Lyric Fest’s artistic directors have a genius for picking themes that generate unpredictable variety shows. When they unveiled the first version of this program in 2012, it hopped through 34 songs and two centuries of American musical taste. The updated 2017 version only contained 27 items but seemed even more varied. Composers like Handel, Mendelssohn, and Sibelius shared the program with Gilbert and Sullivan, African-American spirituals, and American songwriters like George Gershwin, Duke Ellington, and Irving Berlin.
The scholarship behind these musical roller coasters comes from a history of the music presented at presidential social events and ceremonial occasions, Music at the White House by Elise Kirk. The new version of the program repeated about half the pieces presented four years ago, but there was a shift in focus.

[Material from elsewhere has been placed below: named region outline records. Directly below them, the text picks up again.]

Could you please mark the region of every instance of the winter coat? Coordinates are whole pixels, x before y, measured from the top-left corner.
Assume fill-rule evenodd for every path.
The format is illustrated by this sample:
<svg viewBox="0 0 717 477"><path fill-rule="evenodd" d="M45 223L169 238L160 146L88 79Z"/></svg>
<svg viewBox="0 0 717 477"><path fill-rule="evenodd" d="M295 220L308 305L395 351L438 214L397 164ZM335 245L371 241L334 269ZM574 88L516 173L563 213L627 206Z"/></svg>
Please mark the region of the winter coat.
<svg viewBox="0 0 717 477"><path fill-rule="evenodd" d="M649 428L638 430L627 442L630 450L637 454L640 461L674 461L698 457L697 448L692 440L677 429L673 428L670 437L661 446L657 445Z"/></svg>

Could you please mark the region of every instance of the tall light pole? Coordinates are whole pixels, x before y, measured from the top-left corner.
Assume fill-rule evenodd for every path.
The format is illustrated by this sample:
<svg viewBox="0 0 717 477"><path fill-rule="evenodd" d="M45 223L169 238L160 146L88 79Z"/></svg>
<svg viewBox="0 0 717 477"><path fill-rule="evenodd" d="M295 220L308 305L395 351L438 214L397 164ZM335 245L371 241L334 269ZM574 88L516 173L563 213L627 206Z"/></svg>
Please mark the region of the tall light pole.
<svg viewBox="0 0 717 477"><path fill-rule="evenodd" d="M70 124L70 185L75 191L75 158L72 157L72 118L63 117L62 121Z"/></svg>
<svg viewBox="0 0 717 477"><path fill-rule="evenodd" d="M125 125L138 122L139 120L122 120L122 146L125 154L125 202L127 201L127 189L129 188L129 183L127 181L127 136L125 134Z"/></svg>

The 2012 program focused on the presidents. This program placed more emphasis on the people who placed those presidents in the White House. The music and the narration portrayed the White House as a microcosm of tensions in American society, especially the great conflict over slavery and its long, still-troubling aftermath.
This land is your land
The finale, Gene Scheer’s “American Anthem,” summed up the occasion's spirit. It made the lineup because it was sung for two presidents, Bill Clinton and George W. Bush, but it’s not a song about the presidency. It’s a song about the American people, proclaiming, “Valiant battles fought together, acts of conscience fought alone, these are the seeds from which America has grown.”
The four soloists joined the Singing City chorus for the anthem. Pianist Laura Ward then underlined the message by asking the audience to join the cast in the first and last verses of “America the Beautiful.”

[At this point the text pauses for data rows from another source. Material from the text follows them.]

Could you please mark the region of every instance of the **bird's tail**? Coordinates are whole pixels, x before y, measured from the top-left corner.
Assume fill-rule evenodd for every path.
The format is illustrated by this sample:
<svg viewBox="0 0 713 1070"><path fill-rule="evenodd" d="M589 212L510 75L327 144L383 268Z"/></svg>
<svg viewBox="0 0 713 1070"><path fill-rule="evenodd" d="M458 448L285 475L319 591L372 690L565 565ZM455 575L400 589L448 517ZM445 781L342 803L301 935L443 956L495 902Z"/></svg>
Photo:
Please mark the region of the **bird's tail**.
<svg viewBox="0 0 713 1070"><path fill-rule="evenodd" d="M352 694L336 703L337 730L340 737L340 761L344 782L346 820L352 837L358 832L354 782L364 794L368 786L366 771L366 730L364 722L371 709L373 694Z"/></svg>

In the interests of journalistic full disclosure, I should note that I’m partial to any program that includes “Danny Boy,” “The Road to Mandalay,” and “Drink to Me Only with Thine Eyes.” I may or may not agree with the presidents who favored those songs, but I apparently share some of their taste for simple melodies and commonplace emotions. But I don’t think those three sentimental favorites warped my critical judgment. This was one of the most emotionally moving concerts I’ve ever attended. I’m absolutely certain every person in the audience shared my feelings.

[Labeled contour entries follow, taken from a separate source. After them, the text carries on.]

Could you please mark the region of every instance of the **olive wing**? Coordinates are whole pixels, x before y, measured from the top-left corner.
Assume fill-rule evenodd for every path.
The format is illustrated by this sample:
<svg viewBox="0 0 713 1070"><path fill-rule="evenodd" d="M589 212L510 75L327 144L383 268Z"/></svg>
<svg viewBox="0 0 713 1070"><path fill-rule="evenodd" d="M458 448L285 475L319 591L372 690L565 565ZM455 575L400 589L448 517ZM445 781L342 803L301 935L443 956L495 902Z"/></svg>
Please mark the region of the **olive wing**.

From Tin Pan Alley to Broadway
The program was tied together with a well-written narrative given a spirited delivery by Charlotte Blake Alston. The four soloists all took on assignments that displayed their emotional and stylistic range. Baritone Steven LaBrie and tenor Matthew White both sang show-stopping operatic arias, but sounded just as effective singing pieces like “Brother Can You Spare a Dime?” and the ode to Maria from West Side Story. Christine Lyons added a sparkling soprano to Handel’s “Let the Bright Seraphim” and sang a beautifully ornamented “Last Rose of Summer.” Mezzo Suzanne DuPlantis delivered a moving “Take Care of This House” and added a music-hall flair to Gilbert and Sullivan’s “He’s Going to Marry Yum-Yum” (sung at Grover Cleveland’s White House wedding).
Singing City played a major role all through the afternoon, starting with a bouncy opening piece by the 18th-century American composer William Billings. Laura Ward once again provided accompaniments that placed the songs in poetic, scene-painting settings.
The audience deserves a mention, too. I’ve listened to a number of audiences sing “America the Beautiful” over the years. This audience gave it the best performance I’ve ever heard.